We would also have the very best Queen of Soul to sing “My Country ’Tis of Thee”. The best evangelical preacher to give the invocation. The best classical musicians to perform a specially-commission piece, written by the best classical composer of our day.
And, in this case, the best ... poet. Perhaps she can call upon the poetry gods ... to inspire her to give a recitation ... of the best ... poetry ... that this great nation ... has to offer.
In case you missed it, Dr. Elizabeth Alexander was the best, uh, poet, that Barack Obama could find.
In deference to copyright laws, I won’t publish her work here.

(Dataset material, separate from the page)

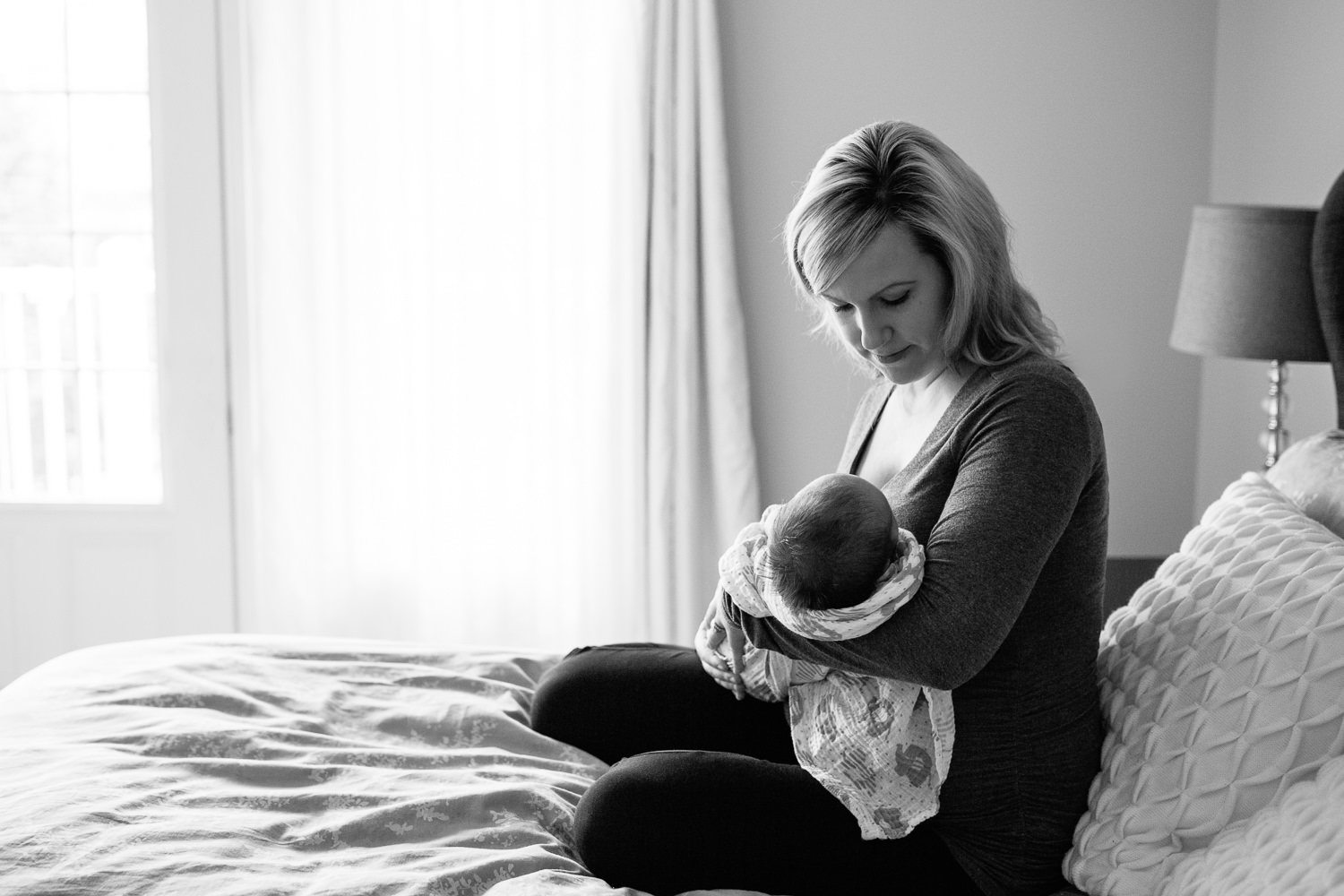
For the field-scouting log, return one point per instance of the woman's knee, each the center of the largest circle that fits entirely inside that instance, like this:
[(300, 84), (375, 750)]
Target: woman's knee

You can read it here.
I think I can call upon the “fair use” clause to give you this sample, the first few lines of “Praise Song for the Day”:
Each day we go about our business,
walking past each other, catching each other’s
eyes or not, about to speak or speaking.
It goes downhill rapidly from there.
I don’t doubt Dr. Alexander’s credentials. After all, she has three college degrees (just like me). A work of hers was a finalist for the 2005 Pulitzer Prize (okay, she has one up on me in that category).
She is a former journalist for the Washington Post and currently is a professor of English literature, African-American literature, and gender studies at Yale University. Impressive credentials.
Her brother, Mark, was an adviser to the Obama presidential campaign and a member of his transition team.
Well, that explains a lot.
In an interview with the New York Times, she downplayed the role that her inner-circle connections with the Obamanistas played in her selection for this honor. “[E]very choice he’s made is ... based on what he perceives as excellence,” she says.
Here’s another example of what Dr. Alexander believes that Obama “perceives as excellence” as she tries to paint a verbal picture of a slice of life in America:
Someone is stitching up a hem, darning
a hole in a uniform, patching a tire,
repairing the things in need of repair.
Uh-huh.
Writing the things that need to be written. Saying the things that need to be said. Driving to the places that need to be driven to. Doing the things that need to be done.
Not a plethora of substance here.
In 1961, John Kennedy called upon Robert Frost to speak at his inauguration. Frost responded by writing “Dedication”. But in the glare of the white snow on a sunny day, the 86-year-old poet could not read his own commissioned work. Instead, he recited “The Gift Outright” from memory.
Frost later presented his handwritten version of “Dedication” to the President, who had it framed and hung on the Oval Office wall. That copy is now in the John F. Kennedy Presidential Library & Museum in Boston.
The poem Frost wrote for the occasion was a stirring tribute to the history of a great nation, including the following verse:
Now came on a new order of the ages
That in the Latin of our founding sages
(Is it not written on the dollar bill
We carry in our purse and pocket still?)
God nodded his approval of as good.
So much those heroes knew and understood.
Frost’s go-to poem when he couldn’t read his manuscript was no less majestic, a reminder of our colonial roots and our Manifest Destiny:
The land was ours before we were the land’s.
She was our land more than a hundred years
Before we were her people. She was ours
In Massachusetts, in Virginia,
But we were England’s, Still colonials,
Possessing what we still were unpossessed by,
Possessed by what we now no more possessed.
Forty-eight years later, Barack Obama asked a friend of his to write her best poetry as a gift to the nation. Dr. Alexander came up with this:
We cross dirt roads and highways that mark
the will of some one and then others, who said
I need to see what’s on the other side.
The President has four years to search for our country’s second best poet. Let’s hope he doesn’t get a chance to reveal his choice to the nation.